Recognition results post-processing

In many scenarios captured recognition data may require further post-processing in order to prepare or clean up data, or for adding additional validation hooks for documents like Invoices, where sum of line items has to be equal to the total invoice amount. For such scenarious elDoc IDP&BPM system provides post-processing functionality.

Post-processing functionality is based on the JavaScript script engine as such standard JavaScript syntax has to be used for writing post-processing code.

Post-processing can be defined for the specific fields and for the whole RecoForm.

Code repository

Post-processing code repository is provided for storing codes (functions) which are to be shared across different fields and RecoForm post-processing code snippets. Code repository is accessible via the Recognition rules managementpage by pressing Code repository button.

Important:

  • on RecoForms export - whole code repository contents is being exported and saved within RSF-file;
  • on RecoForms import - codes are being imported and appended to the existing code repository. Imported codes are appended after the following divider:
    //
    // Imported by RFS-import on: 17.06.2021 08:26
    //

Bitap support in post-processing

Due to the nature of IDP when using OCR for data recognition some words may come with obvious mistakes. In order to automatically handle such scenarios elDoc provides embedded support for the basic Bitap operations in postprocessing for achieving better results.

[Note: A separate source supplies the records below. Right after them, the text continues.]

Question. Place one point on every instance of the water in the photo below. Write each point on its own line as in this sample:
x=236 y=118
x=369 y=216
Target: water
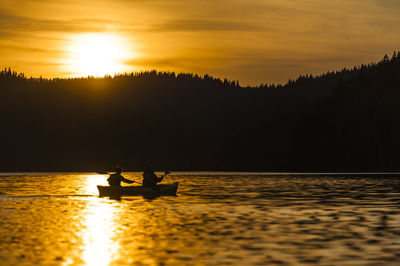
x=58 y=219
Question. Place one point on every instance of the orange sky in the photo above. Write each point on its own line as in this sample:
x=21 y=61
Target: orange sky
x=253 y=41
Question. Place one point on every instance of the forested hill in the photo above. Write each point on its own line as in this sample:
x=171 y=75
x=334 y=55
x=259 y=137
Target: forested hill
x=340 y=121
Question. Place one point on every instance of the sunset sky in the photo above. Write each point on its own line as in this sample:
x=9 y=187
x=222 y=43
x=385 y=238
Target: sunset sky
x=253 y=41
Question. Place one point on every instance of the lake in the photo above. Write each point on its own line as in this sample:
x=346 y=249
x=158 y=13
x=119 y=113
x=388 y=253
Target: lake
x=216 y=219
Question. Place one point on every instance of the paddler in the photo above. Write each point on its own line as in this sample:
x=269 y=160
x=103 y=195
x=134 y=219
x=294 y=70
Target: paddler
x=115 y=179
x=150 y=179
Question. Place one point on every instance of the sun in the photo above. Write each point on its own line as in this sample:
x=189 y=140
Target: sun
x=97 y=55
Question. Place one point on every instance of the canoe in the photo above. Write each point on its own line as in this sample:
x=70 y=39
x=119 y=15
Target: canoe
x=165 y=190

The following functions are supported in the post-processing:

/**
 * Replaces searchValue in originalValue with searchValue if case it was found with the defined (by mistakesCount) maximum of allowed mistakes
 *
 * originalValue - string value containing one or several words
 * searchValue - string value for search
 * mistakesCount - integer value indicating the maximum number of allowed mistakes
 **/
Bitap.replace(originalValue, searchValue, mistakesCount);

/**
 * Replaces searchValue in originalValue with newValue if case it was found with the defined (by mistakesCount) maximum of allowed mistakes
 *
 * originalValue - string value containing one or several words * searchValue - string value for search
 * mistakesCount - integer value indicating the maximum number of allowed mistakes
 * newValue - string value to be used for replacing found value
 **/
Bitap.replace(originalValue, searchValue, mistakesCount, newValue);

/**
 * Returns index of first occurrence of searchValue in originalValue in case it was found with the defined (by mistakesCount) maximum of allowed mistakes
 *
 * originalValue - string value containing one or several words
 * searchValue - string value for search
 * mistakesCount - integer value indicating the maximum number of allowed mistakes
 **/
Bitap.indexOf(originalValue, searchValue, mistakesCount);

/**
 * Returns boolean value true|false indicating whether originalValue contains searchValue with the defined (by mistakesCount) maximum of allowed mistakes
 *
 * originalValue - string value containing one or several words
 * searchValue - string value for search
 * mistakesCount - integer value indicating the maximum number of allowed mistakes
 **/
Bitap.contains(originalValue, searchValue, mistakesCount);

Notes relevant to all Bitap functions:

  • Minimal length of the original string value should be equal or longer than 5 characters;
  • Minimal number of allowed mistakes is 1. Maximum number is calculated based on the word length and in case higher number is provided it is replaced with the maximum allowed. The following rules apply:
    • Word length >= 5 - max. number of allowed mistakes is 1;
    • Word length <= 7 - max. number of allowed mistakes is 2;
    • Word length <= 10 - max. number of allowed mistakes is 3;
    • Word length <= 15 - max. number of allowed mistakes is 5;
  • All functions process original string value by splitting it by space into words and joining words which do not meet length criteria (maximum length for the single word can not exceed 15 characters). For example: original given string value "Pick Up / Transport Charges" is split into the following set of words:
    • Pick Up
    • Up / Transport
    • / Transport
    • Transport
    • Charges

Useful code samples

/**
 * Returns field index by tag or -1 in case no field found by the given tag
 */
function getFieldIndexByTag(fieldTagName, fieldsArray){
  return fieldsArray.findIndex(field => field.tags.includes(fieldTagName));
}

Last modified: May 15, 2023